Norfolk County is sending clear signals to the development community that the municipality’s urban areas are approaching their limits in terms of water-servicing capacity.
There is already a moratorium on new development in Port Dover due to capacity issues.
In a report to Norfolk council on Nov. 17, Jason Godby, interim general manager of public works, warned that the county will have to impose similar constraints on Simcoe, Waterford and Port Rowan in the absence of new supply in these communities. Only Delhi and Courtland are in good shape to accommodate new development for the foreseeable future.
“With all the bad news, the question is where are we going with this?” Godby said.
The “bad news” includes the following:
- Norfolk recently decommissioned two of seven wells in Simcoe because of high levels of sodium and iron. A serious, decades-old fuel spill at the county garage on the Queensway West is a threat to the well field and pumping facility on Cedar Street. Simcoe’s remaining wells are depleting while the quality of groundwater is deteriorating.
- The intake pipe in Long Point Bay supplying Port Rowan and St. Williams is prone to clogging due to algae and particulate matter.
- Waterford draws its water from the area of the Waterford Ponds, which Godby said is vulnerable to contamination. He said Waterford does not have sufficient processing capacity to accommodate a proposed extension of the Villages of Waterford subdivision from the former Hare farm on Main Street North to Townsend Concession Road 7.
- The reservoir at Lehman’s Dam has been a long-standing water supply for Delhi. Due to aging infrastructure and increasing concerns about water quality, this supply will be decommissioned in 2021. New wells have been drilled elsewhere to compensate for the loss.
Godby said the complex challenges facing Norfolk explain why county staff and Haldimand staff are discussing the feasibility of Norfolk tapping into the massive water treatment facility in Nanticoke.
Built in the 1970s next to the former Nanticoke Generating Station to service the “satellite city” of Townsend, the plant serves as the source of treated water for Jarvis, Townsend, Hagersville and Mississaugas of the Credit First Nation.
Running a pipeline from Nanticoke into Norfolk is Mayor Kristal Chopp’s preferred solution to the county’s supply issues. Preliminary discussions with the province have been held but the Ford government has made no commitments.
The estimated cost of a water main from Jarvis into Port Dover is about $19 million. The cost of connecting this source to Port Dover, Simcoe, Waterford and Delhi is in the range of $100 million.

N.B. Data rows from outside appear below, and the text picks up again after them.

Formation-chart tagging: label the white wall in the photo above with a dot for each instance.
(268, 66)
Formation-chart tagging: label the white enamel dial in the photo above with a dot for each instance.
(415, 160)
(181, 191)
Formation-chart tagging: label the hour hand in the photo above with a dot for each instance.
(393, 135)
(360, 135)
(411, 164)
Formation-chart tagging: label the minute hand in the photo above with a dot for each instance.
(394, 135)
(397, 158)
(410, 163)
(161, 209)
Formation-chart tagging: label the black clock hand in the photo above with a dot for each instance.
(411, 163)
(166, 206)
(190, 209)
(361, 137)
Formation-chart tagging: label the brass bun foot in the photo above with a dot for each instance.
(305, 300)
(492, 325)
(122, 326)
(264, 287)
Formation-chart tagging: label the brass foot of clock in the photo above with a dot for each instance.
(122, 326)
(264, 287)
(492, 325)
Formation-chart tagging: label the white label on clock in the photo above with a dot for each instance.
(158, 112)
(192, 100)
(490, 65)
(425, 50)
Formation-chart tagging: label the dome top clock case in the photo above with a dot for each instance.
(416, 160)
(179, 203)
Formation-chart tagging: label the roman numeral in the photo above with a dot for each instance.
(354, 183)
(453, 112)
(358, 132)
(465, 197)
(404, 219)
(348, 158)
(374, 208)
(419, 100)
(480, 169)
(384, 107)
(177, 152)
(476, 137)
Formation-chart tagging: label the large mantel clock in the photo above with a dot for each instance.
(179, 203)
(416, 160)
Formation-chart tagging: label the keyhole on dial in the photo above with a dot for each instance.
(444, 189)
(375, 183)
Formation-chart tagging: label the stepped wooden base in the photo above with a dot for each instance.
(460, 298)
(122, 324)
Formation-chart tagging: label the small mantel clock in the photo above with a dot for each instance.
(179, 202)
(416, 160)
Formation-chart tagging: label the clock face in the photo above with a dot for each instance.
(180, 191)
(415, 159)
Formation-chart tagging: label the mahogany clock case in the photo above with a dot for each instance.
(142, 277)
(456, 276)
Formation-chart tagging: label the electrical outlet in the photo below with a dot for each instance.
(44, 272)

“That was a multi-, multi-million dollar presentation,” Delhi Coun. Mike Columbus told Godby. “Obviously, we can’t do this alone.

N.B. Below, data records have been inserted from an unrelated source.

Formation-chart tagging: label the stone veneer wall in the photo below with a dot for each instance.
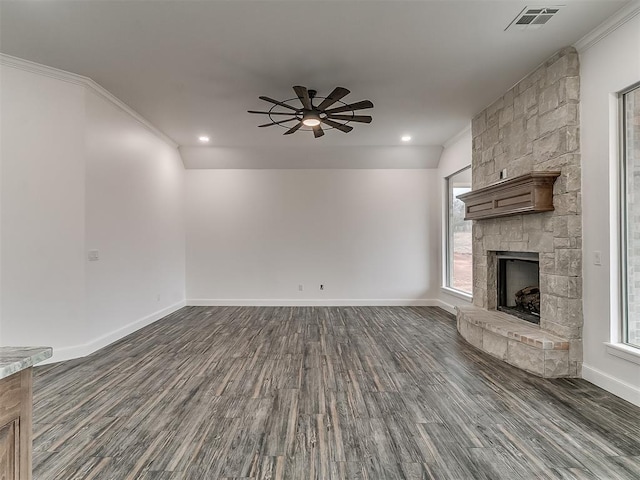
(535, 126)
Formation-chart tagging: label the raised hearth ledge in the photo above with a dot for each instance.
(514, 341)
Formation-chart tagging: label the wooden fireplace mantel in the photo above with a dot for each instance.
(529, 193)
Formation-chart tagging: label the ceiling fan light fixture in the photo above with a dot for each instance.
(311, 119)
(316, 117)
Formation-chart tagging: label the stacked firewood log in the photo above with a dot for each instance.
(528, 299)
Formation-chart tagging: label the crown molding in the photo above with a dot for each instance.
(457, 136)
(88, 83)
(622, 16)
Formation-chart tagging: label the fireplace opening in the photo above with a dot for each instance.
(519, 285)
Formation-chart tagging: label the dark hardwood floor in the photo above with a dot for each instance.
(310, 392)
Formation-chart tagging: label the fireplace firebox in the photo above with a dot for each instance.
(518, 283)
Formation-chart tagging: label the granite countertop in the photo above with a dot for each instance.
(14, 359)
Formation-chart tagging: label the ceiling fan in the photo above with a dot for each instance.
(315, 116)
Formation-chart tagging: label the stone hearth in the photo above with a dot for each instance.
(533, 127)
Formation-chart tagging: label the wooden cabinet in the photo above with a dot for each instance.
(530, 193)
(15, 426)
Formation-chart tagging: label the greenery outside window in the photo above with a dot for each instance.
(458, 261)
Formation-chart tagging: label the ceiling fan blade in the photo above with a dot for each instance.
(351, 107)
(353, 118)
(339, 126)
(277, 123)
(267, 99)
(293, 129)
(303, 95)
(333, 97)
(272, 113)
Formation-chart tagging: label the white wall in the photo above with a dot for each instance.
(42, 210)
(134, 218)
(79, 173)
(607, 67)
(254, 235)
(455, 156)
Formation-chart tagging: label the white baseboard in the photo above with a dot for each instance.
(313, 302)
(82, 350)
(630, 393)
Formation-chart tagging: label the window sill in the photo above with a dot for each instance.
(457, 293)
(624, 351)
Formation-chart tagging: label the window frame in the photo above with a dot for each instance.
(448, 244)
(623, 326)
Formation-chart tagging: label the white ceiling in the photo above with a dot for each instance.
(195, 67)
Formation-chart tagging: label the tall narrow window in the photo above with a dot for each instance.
(459, 265)
(631, 215)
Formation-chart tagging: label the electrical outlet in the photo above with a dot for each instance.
(597, 258)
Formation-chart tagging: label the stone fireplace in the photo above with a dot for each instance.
(534, 127)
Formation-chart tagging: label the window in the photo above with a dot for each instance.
(459, 264)
(631, 215)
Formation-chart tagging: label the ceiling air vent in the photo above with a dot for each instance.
(533, 17)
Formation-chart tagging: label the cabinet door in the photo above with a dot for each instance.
(8, 451)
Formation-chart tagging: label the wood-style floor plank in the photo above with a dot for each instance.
(319, 393)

“This type of development can’t be put on the back of our ratepayers. We have to start talking to the province and get this on the front burner. This is pretty serious stuff.”
In a subsequent interview, Chopp, who was absent from the meeting, said Godby’s recap of the water issues facing urban Norfolk was helpful. She said some on council don’t seem to grasp the magnitude of the problem and the threat it poses to the long-term development and security of Norfolk County.